In Milton’s article, his main point is that the neurotypical researchers who investigate the presence of theory of mind have a distinct position of power in deciding whether their fellow communicator is perceiving states of mind, or empathy. Indeed, neurotypical people in general hold this power. The kind of empathy under question is determined by neurotypical people, based on what they believe is normal behaviour. Under this model, a neurotypical person’s empathy is difficult for an autistic individual to grasp. Yet, as Milton argues, it is equally true that an autistic person’s empathy is difficult for a neurotypical person to grasp. Communication works both ways, and the rules of communication should not be determined by only one actor’s ideas of what is normal and what is not.
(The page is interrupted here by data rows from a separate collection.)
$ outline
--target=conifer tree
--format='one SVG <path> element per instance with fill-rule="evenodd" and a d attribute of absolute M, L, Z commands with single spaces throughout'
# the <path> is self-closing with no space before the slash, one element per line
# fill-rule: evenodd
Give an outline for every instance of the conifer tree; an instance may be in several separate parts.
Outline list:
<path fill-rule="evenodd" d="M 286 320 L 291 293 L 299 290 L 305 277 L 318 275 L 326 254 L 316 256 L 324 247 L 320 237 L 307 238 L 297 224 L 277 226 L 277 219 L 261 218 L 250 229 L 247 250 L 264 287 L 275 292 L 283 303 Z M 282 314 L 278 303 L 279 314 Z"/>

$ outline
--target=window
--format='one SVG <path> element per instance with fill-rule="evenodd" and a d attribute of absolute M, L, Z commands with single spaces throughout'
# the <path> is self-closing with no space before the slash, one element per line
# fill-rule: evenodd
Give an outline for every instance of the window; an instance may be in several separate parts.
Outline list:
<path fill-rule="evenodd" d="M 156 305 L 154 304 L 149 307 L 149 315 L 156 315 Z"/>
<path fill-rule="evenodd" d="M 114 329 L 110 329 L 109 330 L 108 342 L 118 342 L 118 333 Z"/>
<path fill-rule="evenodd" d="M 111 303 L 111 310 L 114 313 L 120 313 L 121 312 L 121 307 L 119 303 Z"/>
So what can we say about theory of mind after all this? That it is constructed by neurotypical people, assumes that neurotypical cognizance (if there is such a thing at all) is free from an absence of theory of mind, assumes that autistic people universally display a degree of an absence of theory of mind, yet does not seem to engage in communication with autistic people on level ground. Therefore, the foundation upon which the notion that autistic people have a deficit in theory of mind is built, is not as solid as many people assume.
What this all means for me is this: people need to stop generalising cognitive normalcy and start considering that many people communicate, think, and feel in different ‘non-typical’ ways. These ways are not invalid and are not representative of entire categorisations of people. Put another way: neurodiversity deserves all the momentum it can get.
Milton, Damien 2012, ‘On the ontological status of autism: the “double empathy problem”’, Disability & Society, vol. 27, no. 6, pp. 883-887.
Greendfield, Patricia 1997 ‘You can’t take it with you: why ability assessments don’t cross cultures’, American Psychologist, vol. 52, no. 10, pp. 1115-1124, < http://www.ecdgroup.com/download/sa1yctii.pdf>
Sternberg, Robert J. 2008, ‘Culture, instruction, and assessment’, in J Elliot and E Grigorenko (eds.), Western Psychological and Educational Theory in Diverse Contexts, Routledge, Oxon, pp. 5-22.